CBN To Rename I&E Market to NFEM


The Investors and Exporters (I&E) window will be renamed the Nigerian Foreign Exchange Market (NFEM) in the coming days as the Central Bank of Nigeria (CBN) battles to return sanity to the FX market in Africa’s largest economy.

While delivering a lecture titled,  “Diaspora Remittances and Nigeria Economic Development” to members of the Executive Intelligence Management Course (EIMC) 16 at the National Institute for Security Studies, Abuja, the acting CBN governor  said, Nigerian Foreign Exchange Market, “is the sole market we acknowledge.”

Recalled that on June 14, 2023, the apex bank through its acting governor Folashodun Shonubi announced the abolition of the segmentation in the foreign exchange market and collapsed all segments and rates into the I&E window.
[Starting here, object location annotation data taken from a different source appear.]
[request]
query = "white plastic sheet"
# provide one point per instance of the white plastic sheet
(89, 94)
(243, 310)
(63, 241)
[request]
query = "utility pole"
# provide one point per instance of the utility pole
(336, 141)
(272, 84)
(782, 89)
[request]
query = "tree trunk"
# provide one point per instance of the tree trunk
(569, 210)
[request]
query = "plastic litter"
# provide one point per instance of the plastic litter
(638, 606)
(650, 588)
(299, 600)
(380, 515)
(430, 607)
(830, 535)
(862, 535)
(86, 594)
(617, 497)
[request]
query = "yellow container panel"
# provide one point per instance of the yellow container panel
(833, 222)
Established in 2017, the I&E window is now regarded as the sole official forex market, where the price is based on ready-to-buy and ready-to-sell FX customers on prevailing market circumstances.

After the CBN abolished the multiple exchange rate in what some people described as floating the Naira, the Nigerian currency its worst exchange rate against the US Dollar, falling to $/NGN955 at the parallel market while the I&E rate is determined by supply and demand trading at between $/N760 – $/799.
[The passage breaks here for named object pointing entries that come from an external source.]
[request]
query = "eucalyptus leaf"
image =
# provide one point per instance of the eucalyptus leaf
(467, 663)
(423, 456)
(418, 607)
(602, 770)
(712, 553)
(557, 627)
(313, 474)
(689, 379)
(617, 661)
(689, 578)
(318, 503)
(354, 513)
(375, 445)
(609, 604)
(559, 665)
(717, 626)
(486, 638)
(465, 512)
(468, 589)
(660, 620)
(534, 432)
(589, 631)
Vows to sanction erring banks for FX racketeering

Meanwhile, the apex bank boss has vowed to sanction any commercial banks that engage in illegal sales of forex.

Also Read:  CBN Extends Deposit of Old Naira Notes from Jan. 31 to Feb. 17, 2023

Following speculations that some bank officials are selling dollars to BDC operators, the acting CBN governor said a commission had been formed to pay unscheduled visits to banks accused of unlawfully selling dollars.

He also acknowledged that the diversion of diaspora remittances to unofficial markets such as the black market has been one of the reasons the naira crashed against the dollar.

Recalled that there was an incentive called Naira 4 Dollar scheme when Godwin Emefiele was in office. It was designed to persuade individuals to engage in formal market transactions by granting a N5 refund per dollar remitted through the official market.

The scheme was discontinued because people still prefer the parallel market rate.